日御子

2015年11月22日

暁雲便りNo.29:日御子

昨晩は『日御子』(帚木蓬生)の世界にどっぷり浸かっていました。最初は「あれ、ヒミコってどんな漢字だっけ? 卑弥呼じゃないんだ…」くらいだったのですが、邪馬台国→弥摩大国、奴国→那国と良字というとヘンですが、こちらが見下された感のない文字は見ていて(読んでいて)気分がよかったです!

遠い昔、大陸からこの倭(今の日本)という地に移住してきた<あずみ>の一族は、使譯(しえき、今だと通訳かな)を一族の天職として生きています。その<あずみ>は各地に分散移住して行っても、使譯という仕事に就いているのは同じ。漢字は安住だったり安曇だったり…変わります。


代々、使譯を務める<あずみ>一族の子として生まれた針(しん)は、病床の祖父・灰から、那国が漢に使者を遣わし「金印」を授かったときの話を聞きます。それは、「倭」の国が歴史に初めてその名を刻んだ出来事。それから十数年が経ち、再び漢へ遣いを出すことになり、針は伊都国の使譯として正式に任命されます。5隻の船にたくさんの生口(奴隷)を乗せ、漢の都・洛陽へ。その後「倭国大乱」「邪馬台国」そして「東遷」へと、代々の使譯たちの目を通じて日本の歴史が語られます。


史実をもとにした創作ではありますが、全文が子や孫などに語るかたちをとっているので、自分も祖父から話を聞いているような気持ちになります。2???3世紀の時代、政治と闘争、諸国の繋がりなど確かにこうだったのかも……と思いました。ウチのダンナが『三國志』のドラマを録画していて、ちょうど《死せる孔明、生ける仲達を走らす。》の回を見た後に本の続きを読んだら、その話が出てきて「Nice!」と思いました!(笑) ちなみに私はドラマの内容はほとんどわかりません。三國志ってムズカシイ( ̄~ ̄;)


そして、全編を通し語り継がれるのが、4つの教えです。「約束は守り、恩や親切を受けたならば、返さなければならない。」「恨んで戦うと、天の恵みが受けられなくなる。」「絶え間ない良い習慣があれば、才能など何の重みもない。」「仕事の中味を変えるのが、骨休めなのだ。
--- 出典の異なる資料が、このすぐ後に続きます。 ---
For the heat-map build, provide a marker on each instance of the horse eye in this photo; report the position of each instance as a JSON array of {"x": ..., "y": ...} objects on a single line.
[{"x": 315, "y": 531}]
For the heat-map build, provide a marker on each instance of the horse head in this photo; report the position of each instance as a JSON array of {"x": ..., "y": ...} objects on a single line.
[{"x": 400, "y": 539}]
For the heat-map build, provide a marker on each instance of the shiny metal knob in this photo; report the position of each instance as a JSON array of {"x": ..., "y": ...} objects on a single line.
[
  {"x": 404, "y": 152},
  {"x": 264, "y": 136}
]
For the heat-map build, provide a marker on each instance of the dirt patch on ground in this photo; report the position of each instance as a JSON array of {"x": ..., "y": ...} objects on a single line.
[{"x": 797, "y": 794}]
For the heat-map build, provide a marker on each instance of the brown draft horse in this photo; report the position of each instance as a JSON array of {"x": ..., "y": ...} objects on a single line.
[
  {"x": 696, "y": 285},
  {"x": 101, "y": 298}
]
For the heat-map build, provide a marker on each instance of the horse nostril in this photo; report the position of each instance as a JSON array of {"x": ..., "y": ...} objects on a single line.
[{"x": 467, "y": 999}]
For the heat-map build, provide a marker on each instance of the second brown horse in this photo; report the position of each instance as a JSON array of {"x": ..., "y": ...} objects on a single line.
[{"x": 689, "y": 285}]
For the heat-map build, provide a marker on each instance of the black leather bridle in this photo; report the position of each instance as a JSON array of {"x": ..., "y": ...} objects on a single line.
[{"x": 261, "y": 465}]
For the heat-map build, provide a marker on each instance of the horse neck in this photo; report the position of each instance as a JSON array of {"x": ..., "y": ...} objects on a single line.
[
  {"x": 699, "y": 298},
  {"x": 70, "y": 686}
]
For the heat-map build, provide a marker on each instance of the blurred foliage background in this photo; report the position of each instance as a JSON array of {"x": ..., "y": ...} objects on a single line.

」……生口として異国で一生を終えることになる子どもたちも、この教えを支えに生きていくのです。



登場人物の名前の意味や日御子の生涯など、もしかしたらこうだったかもしれないという浪漫もあり、人として毎日をどう生きるかという人生訓もあり……上下巻で最初は歴史物だし、読みきれるかな…という不安もありましたが、読破して満足しました。



明日は雨になりそうですね。どうぞ皆さま、体調をくずされませんようにお気をつけ下さいませ。